11. A method for manufacturing a display panel, comprising:

providing a substrate;

forming a light emitting unit on one side of the substrate;

forming a first light extraction layer on a side of the light emitting unit away from the substrate; the first light extraction layer at least partially overlaps the light emitting unit along a normal direction of the substrate; a surface of the first light extraction layer remote from the substrate includes a plurality of first openings; the first light extraction layer includes a first side surface for forming the first opening, and a first bottom surface intersecting the first side surface and being adjacent to a side of the substrate; an included angle alpha between the first side surface and the first bottom surface ₁ Satisfy 0 < alpha ₁ ＜90°；

Forming a second light extraction layer, wherein the second light extraction layer comprises a plurality of sub-extraction structures, and two adjacent sub-extraction structures have a preset distance between orthographic projections of a plane where the substrate is located; the sub-extraction structures at least partially overlap with the first side of the first light extraction layer along a normal direction of the substrate; and, for the sub-extraction structures and the first light extraction layer overlapping each other, the sub-extraction structures are located at a side of the first light extraction layer away from the substrate; the refractive index of the second light extraction layer is greater than the refractive index of the first light extraction layer.

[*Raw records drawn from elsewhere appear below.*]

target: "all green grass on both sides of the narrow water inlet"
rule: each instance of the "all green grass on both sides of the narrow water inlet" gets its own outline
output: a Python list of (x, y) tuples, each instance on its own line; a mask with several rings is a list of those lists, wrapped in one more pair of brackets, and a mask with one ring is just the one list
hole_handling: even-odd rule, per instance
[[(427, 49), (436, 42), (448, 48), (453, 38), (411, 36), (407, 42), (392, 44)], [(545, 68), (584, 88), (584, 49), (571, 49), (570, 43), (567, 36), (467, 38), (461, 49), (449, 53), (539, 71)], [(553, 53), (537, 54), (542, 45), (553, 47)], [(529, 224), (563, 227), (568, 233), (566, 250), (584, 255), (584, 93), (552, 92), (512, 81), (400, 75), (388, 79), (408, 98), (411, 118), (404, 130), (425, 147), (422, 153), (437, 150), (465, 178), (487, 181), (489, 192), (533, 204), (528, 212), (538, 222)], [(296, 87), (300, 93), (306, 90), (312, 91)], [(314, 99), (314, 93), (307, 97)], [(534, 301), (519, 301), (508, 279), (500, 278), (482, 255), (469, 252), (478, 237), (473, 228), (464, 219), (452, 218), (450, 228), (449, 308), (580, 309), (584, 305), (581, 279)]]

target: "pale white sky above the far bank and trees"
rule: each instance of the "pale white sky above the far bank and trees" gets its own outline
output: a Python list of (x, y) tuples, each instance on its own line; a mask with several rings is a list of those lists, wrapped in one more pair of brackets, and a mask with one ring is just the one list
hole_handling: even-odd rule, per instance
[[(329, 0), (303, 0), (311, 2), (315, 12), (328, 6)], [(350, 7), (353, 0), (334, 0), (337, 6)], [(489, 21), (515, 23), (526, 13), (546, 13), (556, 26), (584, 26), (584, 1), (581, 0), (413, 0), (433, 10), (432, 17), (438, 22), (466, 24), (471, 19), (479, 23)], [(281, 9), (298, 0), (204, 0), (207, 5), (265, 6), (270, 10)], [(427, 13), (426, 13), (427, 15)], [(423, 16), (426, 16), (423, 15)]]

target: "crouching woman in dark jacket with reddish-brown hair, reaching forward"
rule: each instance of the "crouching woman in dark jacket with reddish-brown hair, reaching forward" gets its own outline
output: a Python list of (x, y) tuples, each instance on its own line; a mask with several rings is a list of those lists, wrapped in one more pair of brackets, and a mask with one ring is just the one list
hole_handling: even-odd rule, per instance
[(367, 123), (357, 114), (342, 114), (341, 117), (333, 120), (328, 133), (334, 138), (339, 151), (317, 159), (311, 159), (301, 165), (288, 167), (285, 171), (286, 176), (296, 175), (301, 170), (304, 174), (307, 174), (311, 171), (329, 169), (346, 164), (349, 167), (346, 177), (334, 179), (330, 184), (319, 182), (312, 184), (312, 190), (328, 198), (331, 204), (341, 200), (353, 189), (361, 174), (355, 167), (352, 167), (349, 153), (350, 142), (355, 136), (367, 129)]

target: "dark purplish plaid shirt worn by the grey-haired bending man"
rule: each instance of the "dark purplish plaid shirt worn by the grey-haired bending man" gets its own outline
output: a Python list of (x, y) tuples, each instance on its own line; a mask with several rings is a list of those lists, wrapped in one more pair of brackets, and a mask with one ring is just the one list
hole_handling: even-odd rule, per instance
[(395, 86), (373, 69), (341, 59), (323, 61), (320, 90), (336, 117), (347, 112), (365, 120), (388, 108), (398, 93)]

12. The method of claim 11, wherein,

the method for forming the sub-extraction structure comprises the following steps:

forming a second light extraction material layer on one side of the first light extraction layer away from the substrate;

and processing the second light extraction material layer by adopting exposure, development and etching processes to obtain the sub-extraction structure.

13. The method of claim 11, wherein the surface of the first light extraction layer remote from the substrate comprises a plurality of first openings,

the method for forming the sub-extraction structure comprises the following steps:

at least a portion of the sub-extraction structures are formed within the first opening using a printing process.

14. The method of manufacturing of claim 11, wherein between forming the first light extraction layer and forming the second light extraction layer, further comprising:

forming a partition on a side of the first light extraction layer remote from the substrate; the partition does not overlap with the first opening in a normal direction of the substrate;

the method for forming the sub-extraction structure comprises the following steps:

the sub extraction structures are formed on both sides of the partition.

15. A display device comprising the display panel of any one of claims 1-10.